The Basel-based BIS, considered the central bank for central bank, warned in its annual report that the recovery after the 2007-2008 global financial crisis had been “highly unbalanced”, with emerging economies especially facing mounting pressure.
Borio pointed out that central banks around the world had for years been administering “powerful medicine” to counter the effects of the crisis, with “unusually and persistently low interest rates.”
This, he said, had helped boost economic activity, “but some side effects were inevitable.”
– ‘Withdrawal symptoms’ –
He pointed for instance to the crises that have recently erupted in Argentina and Turkey, describing them as “withdrawal symptoms” as the central banks start cutting back the dosage.
After years of ultra-accommodating monetary policy, the US Federal Reserve has begun hiking interest rates, while the European Central Bank (ECB) recently announced it would end its stimulus programme at the end of this year.
But amidst this normalisation process, BIS noted a stark divergence between growth in the US market and the situation in emerging economies especially.
On average, Borio said, global financial markets were doing well.
But, he warned, “the average was not particularly meaningful. It was a bit like that proverbial person whose temperature, on average, was fine, except that their head was on fire and their feet freezing.”
Asset prices in emerging economies have been hit by a stronger dollar, as well as growing global trade tensions, BIS said.
Signs of a slowdown in the Chinese economy, which has become increasingly critical for commodity producers, were also hitting emerging economies hard, it said.

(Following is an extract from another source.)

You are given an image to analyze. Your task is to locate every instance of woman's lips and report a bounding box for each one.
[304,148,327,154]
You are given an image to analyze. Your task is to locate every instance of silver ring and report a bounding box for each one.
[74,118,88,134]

At the same time, risky lending similar to what landed the world in the global financial crisis a decade ago is on the rise.
Borio pointed out that US-dollar-lending to non-banks in emerging economies “has actually more than doubled since the Great Financial Crisis to some $3.7 trillion.”
And he pointed out that this number does not even include borrowing through so-called foreign exchange swaps, “which could easily be of a similar order of magnitude.”
Borio also voiced concern about the situation in the United States, pointing to the “red-hot” leveraged loan market, with banks “off-loading their loans onto an eager investor base.”
Some of the loans, he said, were off-loaded via collateralised loan obligations (CLOs), which are “close cousins” of the infamous instruments known as collateralized debt obligations, or CDOs, and securities backed by residential mortgages, which sparked the 2008 crisis.
But Borio stressed the future was hard to foresee.
“Will the patient continue to mend, as looked likely until the first quarter of this year, or will there be a relapse?” he asked.
“What one can say is that the patient’s full recovery will not be smooth… Policymakers and market participants should brace themselves for a lengthy and eventful convalescence.”